Com duas décadas de atuação em comunicações corporativas, DuVally entende melhor do que a maioria das pessoas as tensões entre querer passar mensagens corporativas bem-intencionadas e o risco de uma reação publicitária negativa.

"Não é necessariamente ruim que essa tensão aconteça. Mas o que quero dizer agora, tendo visto tudo isso no Goldman, [é] que existem diferentes maneiras como as empresas podem mostrar que apoiam uma população sub-representada", disse DuVally.

Ela indica o executivo-chefe do Goldman, David Solomon, que participou de uma foto em grupo no ano passado para marcar o dia internacional da visibilidade transgênero, como um pequeno exemplo dos gestos que as empresas podem fazer para tornar seus locais de trabalho mais tolerantes.

"O fato de David ter tirado um tempo do seu dia para descer e participar disso envia uma mensagem, tanto interna quanto externamente, de que a administração do Goldman Sachs apoia sua população trans", disse DuVally.

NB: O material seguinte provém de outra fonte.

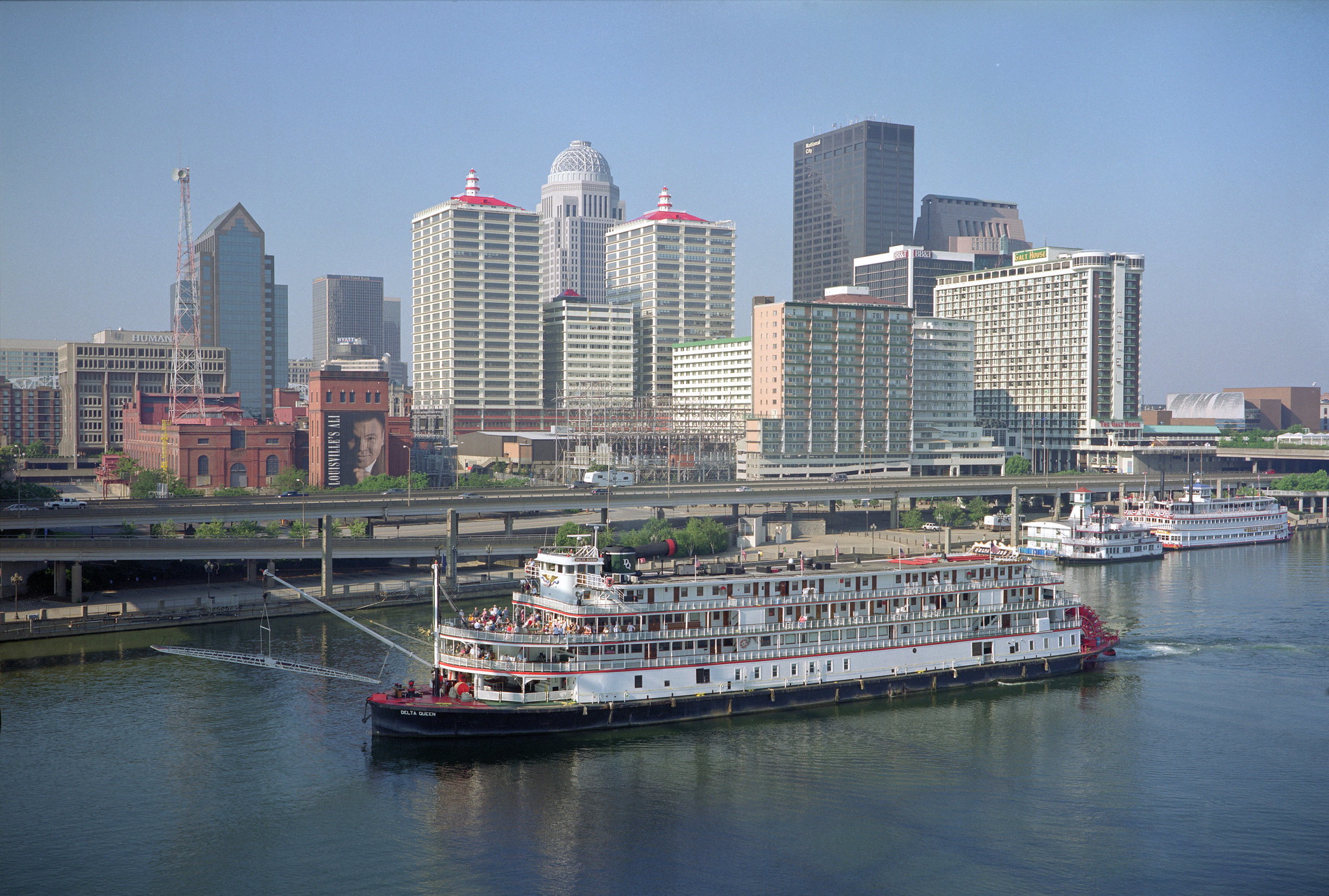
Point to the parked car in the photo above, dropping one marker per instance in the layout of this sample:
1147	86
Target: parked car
63	503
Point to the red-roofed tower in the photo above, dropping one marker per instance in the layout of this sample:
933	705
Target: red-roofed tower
677	272
476	341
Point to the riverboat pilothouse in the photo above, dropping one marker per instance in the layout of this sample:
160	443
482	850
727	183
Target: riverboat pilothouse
594	641
1201	520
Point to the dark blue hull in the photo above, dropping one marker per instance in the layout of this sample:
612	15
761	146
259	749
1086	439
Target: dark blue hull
459	721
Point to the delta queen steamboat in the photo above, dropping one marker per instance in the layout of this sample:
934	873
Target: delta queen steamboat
592	641
1199	520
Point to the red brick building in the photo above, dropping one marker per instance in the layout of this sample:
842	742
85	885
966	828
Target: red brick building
351	432
223	450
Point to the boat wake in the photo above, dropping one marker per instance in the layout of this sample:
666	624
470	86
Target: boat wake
1155	650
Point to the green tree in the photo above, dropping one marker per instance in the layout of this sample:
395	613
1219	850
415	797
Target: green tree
212	529
949	513
977	509
1316	481
564	537
291	479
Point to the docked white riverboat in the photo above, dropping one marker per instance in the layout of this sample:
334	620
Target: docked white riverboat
1090	537
594	641
1201	520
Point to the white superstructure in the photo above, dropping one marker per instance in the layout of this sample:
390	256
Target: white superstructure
594	628
1201	520
1089	537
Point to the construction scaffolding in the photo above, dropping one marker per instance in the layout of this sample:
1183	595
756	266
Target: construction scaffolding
657	441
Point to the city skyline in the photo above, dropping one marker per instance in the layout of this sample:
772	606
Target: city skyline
1180	160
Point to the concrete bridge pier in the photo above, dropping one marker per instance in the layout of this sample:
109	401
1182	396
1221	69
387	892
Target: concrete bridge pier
1014	516
452	551
326	544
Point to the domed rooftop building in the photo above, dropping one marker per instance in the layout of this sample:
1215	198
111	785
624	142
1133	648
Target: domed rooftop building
577	205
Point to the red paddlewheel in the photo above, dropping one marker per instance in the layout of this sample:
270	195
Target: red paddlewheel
1094	636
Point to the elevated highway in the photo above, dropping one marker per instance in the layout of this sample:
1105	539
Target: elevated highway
108	550
435	503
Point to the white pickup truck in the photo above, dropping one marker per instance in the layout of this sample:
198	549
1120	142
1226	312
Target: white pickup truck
60	503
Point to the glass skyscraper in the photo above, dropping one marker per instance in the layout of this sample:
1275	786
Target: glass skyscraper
347	308
242	309
852	197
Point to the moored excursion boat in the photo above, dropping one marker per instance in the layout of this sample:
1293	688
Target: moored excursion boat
1090	537
1201	520
593	641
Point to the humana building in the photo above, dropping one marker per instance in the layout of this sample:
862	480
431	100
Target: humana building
1057	348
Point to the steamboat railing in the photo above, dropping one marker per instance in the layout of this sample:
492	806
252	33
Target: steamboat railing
762	655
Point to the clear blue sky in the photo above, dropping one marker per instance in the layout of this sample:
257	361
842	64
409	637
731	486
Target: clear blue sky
1193	133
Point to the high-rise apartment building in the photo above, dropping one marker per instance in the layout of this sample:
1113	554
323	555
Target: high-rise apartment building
347	308
99	378
945	438
1057	346
588	350
831	387
23	358
400	371
30	414
958	224
907	274
476	342
677	273
714	374
242	309
852	197
577	205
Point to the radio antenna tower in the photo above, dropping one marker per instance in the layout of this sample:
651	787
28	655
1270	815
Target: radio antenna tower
186	369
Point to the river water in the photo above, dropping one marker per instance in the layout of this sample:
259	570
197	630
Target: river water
1198	762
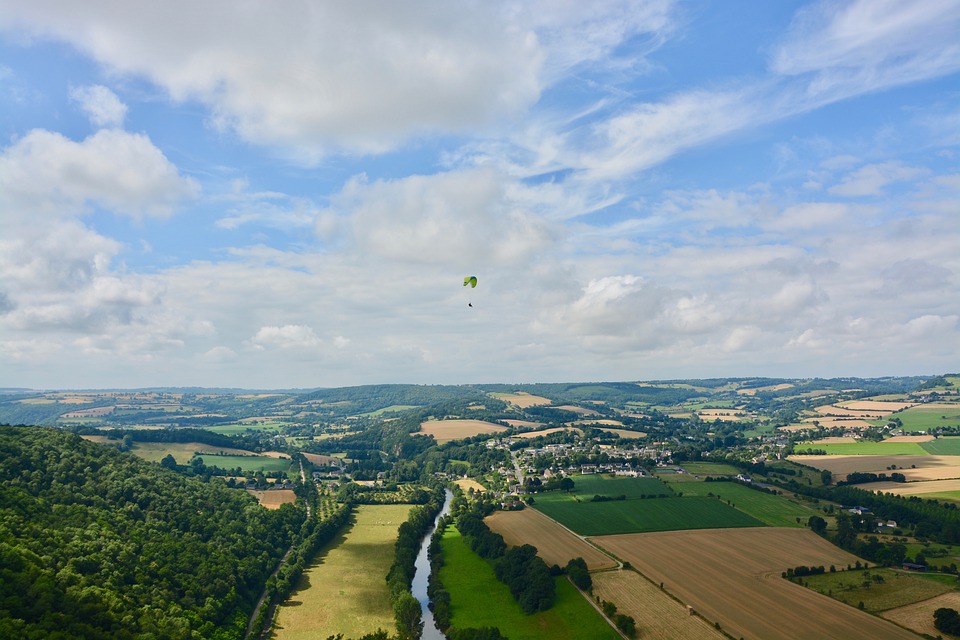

Lloyd Blankfein, ex-CEO do Goldman e ex-chefe de DuVally, tornou-se um dos primeiros defensores do casamento gay na América corporativa, movimento que, segundo ele disse mais tarde, custou alguns negócios ao banco.

Blankfein endossou o livro de DuVally, escrevendo que ele destaca como as dificuldades para os colegas podem ser muito mais fáceis "se eles sentirem que têm apoio para aparecer no trabalho como eles realmente são".

Maeve nasceu em Cork, na Irlanda, e cresceu principalmente em Providence (Rhode Island) e Rehoboth (Massachusetts). Ela trabalhou como jornalista financeira em Tóquio, Washington e Nova York, antes de se mudar para comunicações corporativas, primeiro na Merrill Lynch em 2002 e depois no Goldman em 2004, onde se tornou diretora administrativa. DuVally deixou o Goldman em 2022 —ela se demitiu em bons termos e ainda trabalha na empresa como consultora.

"A Ascensão de Maeve" é um olhar franco sobre sua vida, abrangendo uma infância difícil, décadas de alcoolismo que descarrilaram dois casamentos e a tortuosa jornada de se assumir para seus três filhos e seus chefes no Goldman.

Ela descreve seus primeiros dias, quando começou a se identificar como mulher, mas antes de se revelar no trabalho. Para manter o segredo, ela trocava secretamente seu terno por roupas femininas no final do dia e saía furtivamente do prédio.

"Toda a minha rotina de mudanças ao sair do trabalho foi empolgante no início, mas no final eu realmente não tive escolha a não ser deixar o emprego porque estava me causando dor", disse DuVally. "Realmente doía ficar reprimindo meu eu feminino, que se tornou bastante desenvolvido naquele momento."

Por sua própria experiência no Goldman, DuVally disse que a empresa fez um "bom trabalho" apoiando sua transição.

"Provavelmente daria uma história melhor se eu dissesse que não. Mas a realidade é que acho que sim. Há coisas que eles poderiam ter feito melhor? Provavelmente. Mas por que focar nisso quando a maioria das coisas que eles fizeram foi boa?", disse ela.

Seu seguro de saúde através do Goldman cobriu cirurgias caras, tratamentos hormonais e sessões de terapia. DuVally disse que a melhor coisa que o banco fez foi atribuir a ela um gerente de relacionamento dedicado para ajudá-la com qualquer coisa que surgisse. Um funcionário atencioso até trocou retroativamente todas as referências ao nome registrado na infância nas comunicações internas do banco para "Maeve".

"Cada transição é diferente", disse ela. "Portanto, cada vez que o Goldman passa pela transição de alguém e o ajuda com isso, eles adquirem um estoque de conhecimento mais profundo e serão mais capazes de ajudar a próxima pessoa."